Scientists have found that the bartering of meat for sex takes place over long 
periods of time and forms part of the social fabric of a troop of wild chimps 
living in the Tai National Park in the Cote d'Ivoire.

Anthropologists have previously suggested that early human societies engaged in 
meat-for-sex behaviour with the best male hunters having the greatest number of 
sexual partners. The latest findings support the hypothesis, scientists said. 
"Our results strongly suggest that wild chimpanzees exchange meat for sex, and 
do so on a long-term basis," said Cristina Gomes of the Max Planck Institute 
for Evolutionary Anthropology in Leipzig, Germany. "Males who shared meat with 
females doubled their mating success, whereas females, who had difficulty 
obtaining meat on their own, increased their calorific intake without the 
energetic costs and potential risk of injury related to hunting," Dr Gomes said.

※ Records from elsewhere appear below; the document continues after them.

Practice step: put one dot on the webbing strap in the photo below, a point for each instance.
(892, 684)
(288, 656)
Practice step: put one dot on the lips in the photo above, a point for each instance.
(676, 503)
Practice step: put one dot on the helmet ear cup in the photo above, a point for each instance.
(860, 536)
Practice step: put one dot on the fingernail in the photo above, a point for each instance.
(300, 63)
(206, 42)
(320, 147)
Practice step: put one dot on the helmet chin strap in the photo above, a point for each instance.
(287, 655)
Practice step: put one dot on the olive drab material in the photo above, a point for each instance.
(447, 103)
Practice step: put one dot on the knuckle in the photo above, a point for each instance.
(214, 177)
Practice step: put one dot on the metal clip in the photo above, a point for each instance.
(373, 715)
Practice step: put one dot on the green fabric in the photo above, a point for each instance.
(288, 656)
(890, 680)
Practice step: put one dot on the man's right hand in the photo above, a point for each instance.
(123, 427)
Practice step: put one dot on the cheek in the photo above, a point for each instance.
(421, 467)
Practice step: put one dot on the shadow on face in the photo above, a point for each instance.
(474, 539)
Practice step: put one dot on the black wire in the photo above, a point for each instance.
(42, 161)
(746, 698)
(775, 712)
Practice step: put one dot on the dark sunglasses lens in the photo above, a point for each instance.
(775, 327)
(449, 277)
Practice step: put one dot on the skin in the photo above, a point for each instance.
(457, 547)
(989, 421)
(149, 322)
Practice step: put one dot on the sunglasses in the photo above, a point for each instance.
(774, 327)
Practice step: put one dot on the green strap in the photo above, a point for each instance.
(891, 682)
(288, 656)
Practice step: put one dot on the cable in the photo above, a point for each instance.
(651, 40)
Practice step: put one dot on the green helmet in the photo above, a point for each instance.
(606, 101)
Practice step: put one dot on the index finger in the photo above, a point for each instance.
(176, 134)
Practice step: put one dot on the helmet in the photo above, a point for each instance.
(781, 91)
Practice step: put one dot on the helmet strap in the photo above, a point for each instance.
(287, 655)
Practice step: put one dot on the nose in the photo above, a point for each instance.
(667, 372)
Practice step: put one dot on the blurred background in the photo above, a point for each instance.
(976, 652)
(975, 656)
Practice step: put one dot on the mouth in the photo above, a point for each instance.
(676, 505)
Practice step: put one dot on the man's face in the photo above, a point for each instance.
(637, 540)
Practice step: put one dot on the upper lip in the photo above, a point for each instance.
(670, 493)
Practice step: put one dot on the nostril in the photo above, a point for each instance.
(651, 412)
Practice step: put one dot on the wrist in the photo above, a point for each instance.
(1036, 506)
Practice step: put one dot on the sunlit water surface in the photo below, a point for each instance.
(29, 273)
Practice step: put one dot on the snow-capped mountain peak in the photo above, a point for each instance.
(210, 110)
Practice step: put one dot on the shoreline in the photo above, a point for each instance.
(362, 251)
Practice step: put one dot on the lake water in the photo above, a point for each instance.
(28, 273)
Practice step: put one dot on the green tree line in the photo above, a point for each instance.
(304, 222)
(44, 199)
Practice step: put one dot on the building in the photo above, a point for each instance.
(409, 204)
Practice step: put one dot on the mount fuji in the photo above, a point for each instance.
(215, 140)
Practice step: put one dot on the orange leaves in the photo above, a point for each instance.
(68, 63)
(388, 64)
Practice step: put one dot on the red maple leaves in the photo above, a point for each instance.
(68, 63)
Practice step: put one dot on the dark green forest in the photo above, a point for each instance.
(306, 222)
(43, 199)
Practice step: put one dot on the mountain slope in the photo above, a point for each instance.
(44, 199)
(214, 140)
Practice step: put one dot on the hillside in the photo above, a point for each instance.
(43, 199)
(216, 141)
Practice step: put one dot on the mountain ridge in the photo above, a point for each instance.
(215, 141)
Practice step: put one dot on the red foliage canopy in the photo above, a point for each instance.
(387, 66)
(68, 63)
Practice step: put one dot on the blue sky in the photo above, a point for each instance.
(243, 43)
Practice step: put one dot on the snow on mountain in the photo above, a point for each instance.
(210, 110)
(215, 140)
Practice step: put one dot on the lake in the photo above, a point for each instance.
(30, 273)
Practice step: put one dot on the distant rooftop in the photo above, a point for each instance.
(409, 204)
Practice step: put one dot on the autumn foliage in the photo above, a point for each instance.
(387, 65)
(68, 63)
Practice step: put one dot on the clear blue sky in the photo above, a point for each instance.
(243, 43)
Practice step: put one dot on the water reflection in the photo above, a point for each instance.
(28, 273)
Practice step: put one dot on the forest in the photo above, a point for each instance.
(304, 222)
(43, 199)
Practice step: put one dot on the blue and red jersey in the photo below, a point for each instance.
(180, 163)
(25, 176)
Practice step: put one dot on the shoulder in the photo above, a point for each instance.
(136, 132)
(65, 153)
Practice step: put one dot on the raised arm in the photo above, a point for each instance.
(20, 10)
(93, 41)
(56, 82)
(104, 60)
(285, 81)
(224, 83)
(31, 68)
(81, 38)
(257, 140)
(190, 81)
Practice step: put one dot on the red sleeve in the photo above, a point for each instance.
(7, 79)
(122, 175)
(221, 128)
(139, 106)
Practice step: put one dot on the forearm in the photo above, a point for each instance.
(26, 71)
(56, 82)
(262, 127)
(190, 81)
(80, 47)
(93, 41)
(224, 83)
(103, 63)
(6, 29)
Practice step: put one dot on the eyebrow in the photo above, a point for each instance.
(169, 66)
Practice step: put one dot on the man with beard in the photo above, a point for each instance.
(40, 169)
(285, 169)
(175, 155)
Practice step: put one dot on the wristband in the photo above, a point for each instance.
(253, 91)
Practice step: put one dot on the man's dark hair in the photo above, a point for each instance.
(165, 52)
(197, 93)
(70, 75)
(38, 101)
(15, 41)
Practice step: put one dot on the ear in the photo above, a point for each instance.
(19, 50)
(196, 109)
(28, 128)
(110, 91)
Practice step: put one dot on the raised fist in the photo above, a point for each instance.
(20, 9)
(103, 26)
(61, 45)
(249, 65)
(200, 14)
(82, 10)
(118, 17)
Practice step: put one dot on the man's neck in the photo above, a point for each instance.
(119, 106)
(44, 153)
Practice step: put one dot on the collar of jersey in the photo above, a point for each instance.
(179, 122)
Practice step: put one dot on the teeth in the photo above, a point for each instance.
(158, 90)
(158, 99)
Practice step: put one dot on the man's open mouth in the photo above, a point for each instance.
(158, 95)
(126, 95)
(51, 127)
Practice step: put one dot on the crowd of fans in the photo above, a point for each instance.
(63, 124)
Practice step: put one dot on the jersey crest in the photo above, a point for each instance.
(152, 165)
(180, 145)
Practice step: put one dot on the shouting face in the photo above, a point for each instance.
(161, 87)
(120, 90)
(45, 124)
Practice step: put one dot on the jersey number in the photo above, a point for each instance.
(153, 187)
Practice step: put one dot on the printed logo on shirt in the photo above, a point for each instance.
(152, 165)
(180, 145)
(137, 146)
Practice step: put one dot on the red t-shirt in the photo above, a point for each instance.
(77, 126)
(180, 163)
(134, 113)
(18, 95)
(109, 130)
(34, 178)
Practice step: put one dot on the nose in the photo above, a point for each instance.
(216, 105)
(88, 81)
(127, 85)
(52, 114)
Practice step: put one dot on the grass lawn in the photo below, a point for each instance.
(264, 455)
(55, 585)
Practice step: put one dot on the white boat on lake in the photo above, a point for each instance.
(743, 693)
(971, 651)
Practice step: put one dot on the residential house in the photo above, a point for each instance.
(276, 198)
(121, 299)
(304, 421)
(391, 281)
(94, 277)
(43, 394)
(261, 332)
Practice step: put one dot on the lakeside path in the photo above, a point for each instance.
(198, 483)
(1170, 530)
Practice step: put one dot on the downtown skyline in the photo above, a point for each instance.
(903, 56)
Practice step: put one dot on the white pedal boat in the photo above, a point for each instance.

Both male and female chimpanzees are sexually promiscuous but males who share 
their meat with females are rewarded with more copulations, the scientists 
found in a study published on-line in the Public Library of Science. 

"Previous studies might not have found a link because they focused on 
short-term exchanges, or perhaps in those groups access to females was driven 
by male coercion so females rarely chose their mating partners," Dr Gomes said. 
"This will have an impact on our studies of men and women."